But now the cost of scrapping fees is much less. Because about half of the cost of keeping the current system will now stay on the government books anyway, the cost of bringing the rest on is about half what it was. In other words, if Labour has still costed abolishing fees under the old model, they’ve potentially got several billion pounds now “spare” to pay for better early years or anything else they want.
For the Tories, it means that it will be economically easier to cut headline fees (policy wise is a different question), because again, the funding gap that HMT would be asked by the sector to make up is less than it would have otherwise been, given HMT needs to pay for the on the books student loans now.
But there’s an alternative use of that money for the government.

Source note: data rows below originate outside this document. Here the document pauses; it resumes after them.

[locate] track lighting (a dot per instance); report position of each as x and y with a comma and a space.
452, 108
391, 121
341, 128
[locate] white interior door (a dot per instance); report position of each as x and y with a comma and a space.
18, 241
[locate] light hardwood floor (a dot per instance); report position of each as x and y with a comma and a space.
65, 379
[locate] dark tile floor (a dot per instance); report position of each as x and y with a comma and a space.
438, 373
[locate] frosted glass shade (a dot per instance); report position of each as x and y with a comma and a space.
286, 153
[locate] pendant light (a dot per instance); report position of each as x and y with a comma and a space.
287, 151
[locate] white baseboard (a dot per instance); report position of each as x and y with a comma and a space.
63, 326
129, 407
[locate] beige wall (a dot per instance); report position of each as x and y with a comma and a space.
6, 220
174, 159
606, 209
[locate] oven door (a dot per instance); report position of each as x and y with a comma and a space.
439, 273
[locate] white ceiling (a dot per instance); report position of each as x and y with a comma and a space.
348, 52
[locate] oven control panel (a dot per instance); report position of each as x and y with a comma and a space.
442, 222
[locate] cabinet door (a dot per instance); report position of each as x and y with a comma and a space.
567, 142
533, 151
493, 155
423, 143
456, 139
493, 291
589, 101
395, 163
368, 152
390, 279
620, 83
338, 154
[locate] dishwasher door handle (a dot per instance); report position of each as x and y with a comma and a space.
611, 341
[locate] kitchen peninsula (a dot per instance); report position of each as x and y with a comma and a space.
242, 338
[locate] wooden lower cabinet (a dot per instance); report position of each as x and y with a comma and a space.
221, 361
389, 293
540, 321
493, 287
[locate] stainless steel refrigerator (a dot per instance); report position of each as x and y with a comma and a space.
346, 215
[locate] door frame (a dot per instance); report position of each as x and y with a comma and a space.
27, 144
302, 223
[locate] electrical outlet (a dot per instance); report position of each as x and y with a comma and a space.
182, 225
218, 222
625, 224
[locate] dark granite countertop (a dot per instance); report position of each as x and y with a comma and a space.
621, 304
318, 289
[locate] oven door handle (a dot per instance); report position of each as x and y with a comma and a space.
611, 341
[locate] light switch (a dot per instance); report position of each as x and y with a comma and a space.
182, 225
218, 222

Teacher loan write offs were announced in the 2017 manifesto and are being trialled at pretty small scale. Instead, the Tories could use the ONS decision to do a much bigger push on loan repayment. Because the average teacher is predicted to have most of their loans written off anyway, the cost of doing so is already covered because those are all now required to be costed as write offs anyway.
One option which is possible but complex is to simply use this spending as pay rise. But instinctively I don’t think this will work, both because of the way in which HMT will account for the spending on loan forgiveness and because not all teachers have loans. So a simpler way might be to massively ramp up the visibility of the loan write off as a salary top up for teachers. Imagine in your payslip every month: salary of X plus a loan write off of Y.
So there we go. There’s lots to work out and I’m sure I’ve over simplified the issues and the costs of it. But there’s a potentially huge prize to be gained because of this ONS decision – and a race between the two main parties as to who can grab it first.